In Oakland, The Disconnect Between Youth And Police

by Joi Smith
Also Featured on Morning Edition
12.05.14
12.05.14

Oakland has a long history of tensions between police and the community. So much, in fact, that the Oakland Police Department is under federal oversight for its use of force, and its reporting of misconduct, among other problems.

Twenty-five-year-old Alex Sipp says it feels like there’s no end in sight. He says in his neighborhood, he notices resentment toward police starting at a young age. “I’ve heard little kids point out the police coming down the street, for no reason,” he said. “It’s almost like a sense of fear, like, ‘Uh oh, here they come,’ instead of ‘they’re here to protect me.'”

We talked to Arnold Perkins, the former director of the Alameda County Department of Public Health, for the perspective of someone who was active in the civil rights movement of the 1960s. He said he understands why people are reacting and taking it to the streets. But he believes both protesters and police have to hear each other out. Protests have turned violent in Oakland, and Perkins had been hoping for a more productive outcome.

“What would happen if the group would have marched down to the police station, and contacted the chief before, and said ‘We wanted to sit down and have a conversation’,” he remarked. “We keep doing the same — tearing up our city. It leads us nowhere but more anger and more frustration.”

Olis Simmons is the founding CEO of East Oakland community organization Youth Uprising. She thinks Oakland can be a leader in raising a national dialogue about racial justice and relationships with police. “Holding young people who are at the epicenter of violence dearest to my heart has created a place where I’ve had to be in dialogue with the police department…about their leadership, about their oversight.”

Simmons brings officers to East Oakland to speak to the youth. She says when police and community members meet face to face, it can start to break down the tension.

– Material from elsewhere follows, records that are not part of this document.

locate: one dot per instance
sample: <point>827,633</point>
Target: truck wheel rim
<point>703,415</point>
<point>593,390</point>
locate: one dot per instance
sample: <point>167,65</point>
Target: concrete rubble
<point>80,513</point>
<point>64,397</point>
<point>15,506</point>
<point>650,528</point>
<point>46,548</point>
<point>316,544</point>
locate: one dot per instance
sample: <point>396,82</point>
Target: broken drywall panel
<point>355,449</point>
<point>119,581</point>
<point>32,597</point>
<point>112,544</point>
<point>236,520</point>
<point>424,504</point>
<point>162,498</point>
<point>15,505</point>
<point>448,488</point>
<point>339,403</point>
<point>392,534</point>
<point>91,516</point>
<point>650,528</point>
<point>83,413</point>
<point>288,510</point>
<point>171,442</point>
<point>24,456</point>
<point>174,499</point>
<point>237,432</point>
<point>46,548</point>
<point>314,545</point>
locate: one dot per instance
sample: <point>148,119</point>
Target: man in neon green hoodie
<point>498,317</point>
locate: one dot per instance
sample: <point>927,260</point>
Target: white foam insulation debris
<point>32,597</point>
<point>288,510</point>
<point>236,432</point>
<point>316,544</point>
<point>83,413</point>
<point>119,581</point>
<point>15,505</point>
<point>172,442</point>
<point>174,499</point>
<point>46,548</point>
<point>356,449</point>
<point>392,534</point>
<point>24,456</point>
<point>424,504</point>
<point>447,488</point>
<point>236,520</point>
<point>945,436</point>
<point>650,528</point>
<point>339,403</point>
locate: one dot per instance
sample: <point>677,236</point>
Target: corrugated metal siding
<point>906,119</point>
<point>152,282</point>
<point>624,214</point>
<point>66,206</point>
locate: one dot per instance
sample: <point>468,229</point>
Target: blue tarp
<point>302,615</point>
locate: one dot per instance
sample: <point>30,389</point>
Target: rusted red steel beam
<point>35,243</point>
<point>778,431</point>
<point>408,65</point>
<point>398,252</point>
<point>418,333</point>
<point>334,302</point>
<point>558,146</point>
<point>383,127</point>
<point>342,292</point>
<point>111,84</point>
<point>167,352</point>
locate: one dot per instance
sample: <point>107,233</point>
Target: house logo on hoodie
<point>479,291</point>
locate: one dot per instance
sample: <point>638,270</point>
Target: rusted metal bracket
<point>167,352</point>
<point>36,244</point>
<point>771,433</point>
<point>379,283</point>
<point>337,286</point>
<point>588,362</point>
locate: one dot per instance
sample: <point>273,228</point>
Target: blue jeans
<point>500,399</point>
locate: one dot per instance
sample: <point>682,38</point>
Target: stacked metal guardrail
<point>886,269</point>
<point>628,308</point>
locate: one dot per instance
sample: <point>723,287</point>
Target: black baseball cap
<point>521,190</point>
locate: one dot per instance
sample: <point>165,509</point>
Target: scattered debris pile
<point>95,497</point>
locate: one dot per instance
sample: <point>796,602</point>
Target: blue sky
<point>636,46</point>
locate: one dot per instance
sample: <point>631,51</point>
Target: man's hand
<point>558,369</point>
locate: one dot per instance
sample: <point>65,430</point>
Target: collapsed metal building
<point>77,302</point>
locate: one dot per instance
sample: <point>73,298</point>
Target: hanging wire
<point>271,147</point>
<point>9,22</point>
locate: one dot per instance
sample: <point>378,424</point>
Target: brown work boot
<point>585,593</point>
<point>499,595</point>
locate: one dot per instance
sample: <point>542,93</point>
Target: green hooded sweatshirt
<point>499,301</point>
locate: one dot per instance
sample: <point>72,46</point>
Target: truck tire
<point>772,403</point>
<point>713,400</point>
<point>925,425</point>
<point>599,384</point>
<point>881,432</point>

“It’s that ability to go beyond, ‘This is my job, this is my role, this is what society expects of me’ – to see each other more fully. I’m not as afraid for my life, or I don’t think that you’re going to just do me wrong. I know you more than your job, or your role in society,” she said.

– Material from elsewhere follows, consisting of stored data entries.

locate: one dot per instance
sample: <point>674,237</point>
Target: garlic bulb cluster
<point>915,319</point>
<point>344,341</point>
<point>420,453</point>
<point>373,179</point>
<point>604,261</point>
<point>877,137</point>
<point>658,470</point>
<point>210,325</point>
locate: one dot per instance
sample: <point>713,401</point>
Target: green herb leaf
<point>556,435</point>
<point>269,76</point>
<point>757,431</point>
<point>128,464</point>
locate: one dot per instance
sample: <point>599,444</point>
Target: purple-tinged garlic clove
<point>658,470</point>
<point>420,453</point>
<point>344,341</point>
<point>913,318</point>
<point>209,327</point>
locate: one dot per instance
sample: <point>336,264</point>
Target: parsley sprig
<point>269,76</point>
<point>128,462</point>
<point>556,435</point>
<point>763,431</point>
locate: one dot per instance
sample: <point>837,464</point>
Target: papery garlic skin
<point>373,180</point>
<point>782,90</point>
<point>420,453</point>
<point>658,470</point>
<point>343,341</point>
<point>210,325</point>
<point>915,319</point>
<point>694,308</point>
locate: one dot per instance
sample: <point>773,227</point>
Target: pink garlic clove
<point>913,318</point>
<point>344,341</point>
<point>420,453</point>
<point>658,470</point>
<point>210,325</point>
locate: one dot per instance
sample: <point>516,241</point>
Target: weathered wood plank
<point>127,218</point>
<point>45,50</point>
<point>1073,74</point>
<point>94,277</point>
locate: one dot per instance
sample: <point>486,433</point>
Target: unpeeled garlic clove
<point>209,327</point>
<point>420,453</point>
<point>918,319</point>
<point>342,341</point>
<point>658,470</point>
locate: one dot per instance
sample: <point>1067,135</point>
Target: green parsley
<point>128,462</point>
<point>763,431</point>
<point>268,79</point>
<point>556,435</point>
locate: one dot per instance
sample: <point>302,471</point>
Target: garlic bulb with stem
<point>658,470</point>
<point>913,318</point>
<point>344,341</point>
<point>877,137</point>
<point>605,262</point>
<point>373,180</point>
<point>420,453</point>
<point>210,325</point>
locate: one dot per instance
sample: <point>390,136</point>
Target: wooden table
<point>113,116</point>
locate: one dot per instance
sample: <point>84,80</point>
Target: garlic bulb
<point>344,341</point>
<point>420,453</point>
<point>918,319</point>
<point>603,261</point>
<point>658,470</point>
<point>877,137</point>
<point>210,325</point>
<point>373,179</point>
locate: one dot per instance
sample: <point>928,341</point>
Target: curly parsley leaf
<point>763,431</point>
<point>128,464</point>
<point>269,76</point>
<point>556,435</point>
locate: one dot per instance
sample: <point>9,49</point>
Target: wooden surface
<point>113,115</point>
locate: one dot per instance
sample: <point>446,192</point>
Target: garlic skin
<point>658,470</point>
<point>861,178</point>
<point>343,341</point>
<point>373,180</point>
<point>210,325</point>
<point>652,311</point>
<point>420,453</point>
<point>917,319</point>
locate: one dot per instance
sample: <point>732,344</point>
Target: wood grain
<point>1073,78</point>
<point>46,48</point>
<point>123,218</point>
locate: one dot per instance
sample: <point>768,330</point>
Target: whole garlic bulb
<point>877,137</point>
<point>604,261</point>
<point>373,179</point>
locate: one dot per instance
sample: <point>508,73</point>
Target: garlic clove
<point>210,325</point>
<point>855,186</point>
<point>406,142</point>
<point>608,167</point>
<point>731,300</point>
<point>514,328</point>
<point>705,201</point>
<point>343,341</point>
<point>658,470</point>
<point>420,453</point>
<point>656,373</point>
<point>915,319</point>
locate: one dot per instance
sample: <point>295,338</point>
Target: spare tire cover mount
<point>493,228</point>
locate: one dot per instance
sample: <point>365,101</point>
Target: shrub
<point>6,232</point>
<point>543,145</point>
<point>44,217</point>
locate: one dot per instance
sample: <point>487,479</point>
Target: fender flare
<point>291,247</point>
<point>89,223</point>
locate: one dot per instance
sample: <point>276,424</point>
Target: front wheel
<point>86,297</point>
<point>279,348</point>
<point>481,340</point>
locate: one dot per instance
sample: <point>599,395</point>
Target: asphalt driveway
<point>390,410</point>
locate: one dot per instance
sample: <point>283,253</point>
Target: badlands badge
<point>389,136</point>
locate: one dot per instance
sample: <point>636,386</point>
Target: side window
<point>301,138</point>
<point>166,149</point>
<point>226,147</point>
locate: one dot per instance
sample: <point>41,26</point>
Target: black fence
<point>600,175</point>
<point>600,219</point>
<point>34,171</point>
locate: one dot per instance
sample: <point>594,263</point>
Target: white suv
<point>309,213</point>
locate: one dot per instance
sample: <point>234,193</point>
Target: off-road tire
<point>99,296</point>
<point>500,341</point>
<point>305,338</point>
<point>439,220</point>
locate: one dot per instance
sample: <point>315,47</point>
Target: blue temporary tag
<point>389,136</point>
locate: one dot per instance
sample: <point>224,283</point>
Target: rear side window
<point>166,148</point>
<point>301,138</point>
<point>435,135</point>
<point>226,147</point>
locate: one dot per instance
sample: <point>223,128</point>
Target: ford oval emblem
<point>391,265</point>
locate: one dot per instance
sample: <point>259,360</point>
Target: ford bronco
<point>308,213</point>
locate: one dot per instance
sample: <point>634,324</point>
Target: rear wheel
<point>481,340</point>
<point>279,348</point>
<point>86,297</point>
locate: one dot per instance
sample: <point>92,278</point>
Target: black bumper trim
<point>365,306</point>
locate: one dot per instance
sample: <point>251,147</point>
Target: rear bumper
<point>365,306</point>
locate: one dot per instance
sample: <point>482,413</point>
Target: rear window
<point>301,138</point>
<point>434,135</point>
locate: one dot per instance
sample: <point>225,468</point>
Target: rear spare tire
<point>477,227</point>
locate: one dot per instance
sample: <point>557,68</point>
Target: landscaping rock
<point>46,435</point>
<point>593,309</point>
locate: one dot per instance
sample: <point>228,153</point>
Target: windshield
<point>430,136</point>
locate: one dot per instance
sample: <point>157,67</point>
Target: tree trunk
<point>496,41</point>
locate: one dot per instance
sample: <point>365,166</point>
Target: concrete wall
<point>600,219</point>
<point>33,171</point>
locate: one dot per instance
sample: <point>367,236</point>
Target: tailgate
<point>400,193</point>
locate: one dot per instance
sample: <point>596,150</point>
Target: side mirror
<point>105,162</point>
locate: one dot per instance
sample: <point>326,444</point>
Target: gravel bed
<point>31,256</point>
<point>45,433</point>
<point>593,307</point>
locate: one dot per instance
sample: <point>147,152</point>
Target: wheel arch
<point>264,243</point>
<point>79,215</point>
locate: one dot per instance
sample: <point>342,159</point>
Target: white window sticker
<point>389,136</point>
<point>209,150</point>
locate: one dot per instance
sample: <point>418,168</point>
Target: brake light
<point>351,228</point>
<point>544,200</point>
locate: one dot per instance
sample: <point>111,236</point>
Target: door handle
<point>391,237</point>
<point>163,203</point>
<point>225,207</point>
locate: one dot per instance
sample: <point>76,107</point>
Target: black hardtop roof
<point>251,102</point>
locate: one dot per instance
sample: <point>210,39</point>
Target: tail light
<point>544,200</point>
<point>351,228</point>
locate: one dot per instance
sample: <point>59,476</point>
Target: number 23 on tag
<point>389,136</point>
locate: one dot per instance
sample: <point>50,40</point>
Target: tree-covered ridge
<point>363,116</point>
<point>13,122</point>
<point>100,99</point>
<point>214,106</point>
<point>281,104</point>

One young staff member at Youth Uprising did recall a positive childhood memory of police. Twenty-four-year-old Kenneth Munson remembers a time when he was playfighting with neighborhood friends. Local police officers gave Kenneth and his friends boxing gloves.

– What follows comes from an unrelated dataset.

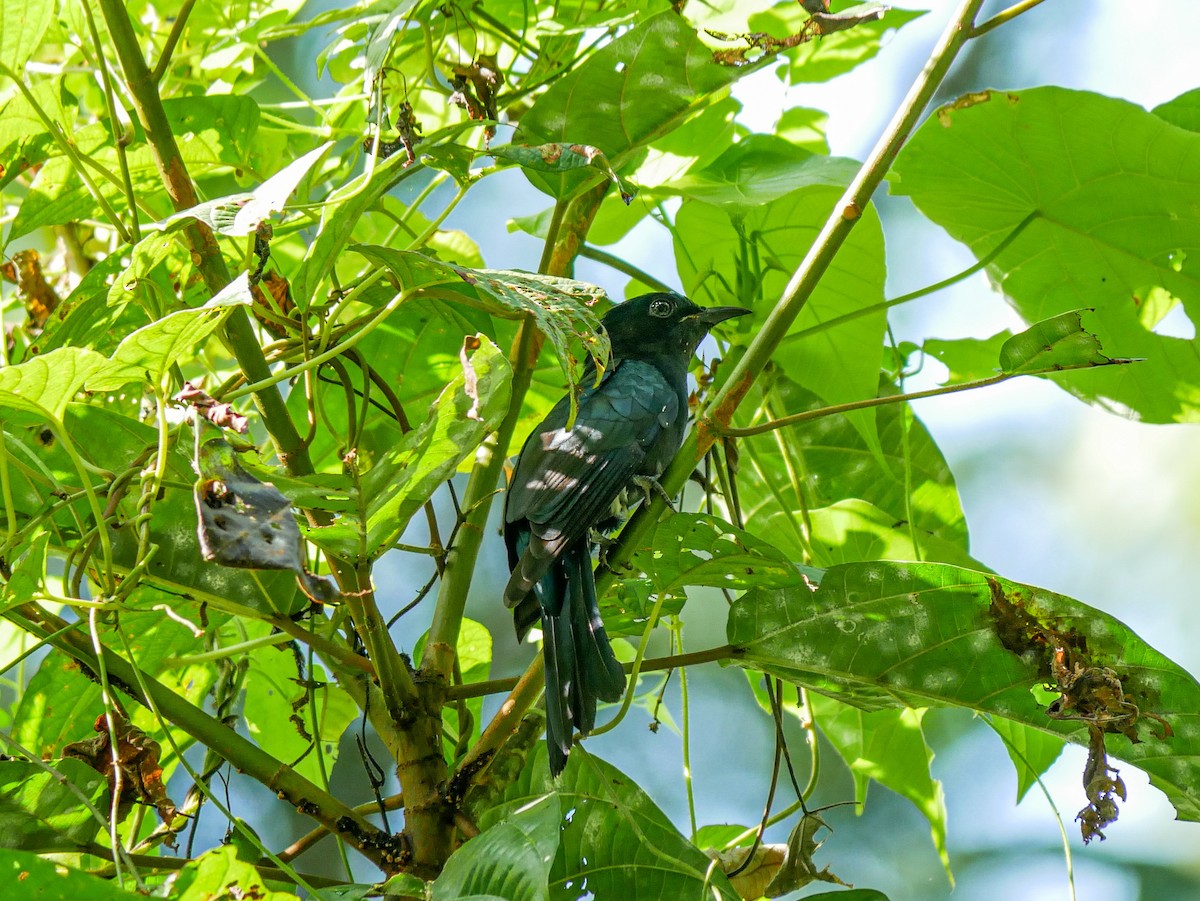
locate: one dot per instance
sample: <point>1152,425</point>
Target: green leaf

“An officer named Mr Daniels, he would just come and watch us. It wasn’t like he got into our business, he just showed he actually cared. I think that’s being bigger than a policeman. A policeman is just an outfit, a badge, a personal opinion,” Munson said.

Here’s what I’ve noticed in my East Oakland neighborhood. Young people are angry with police. But we still need them in times of danger.

We should be able to call for their help, not just hope for it.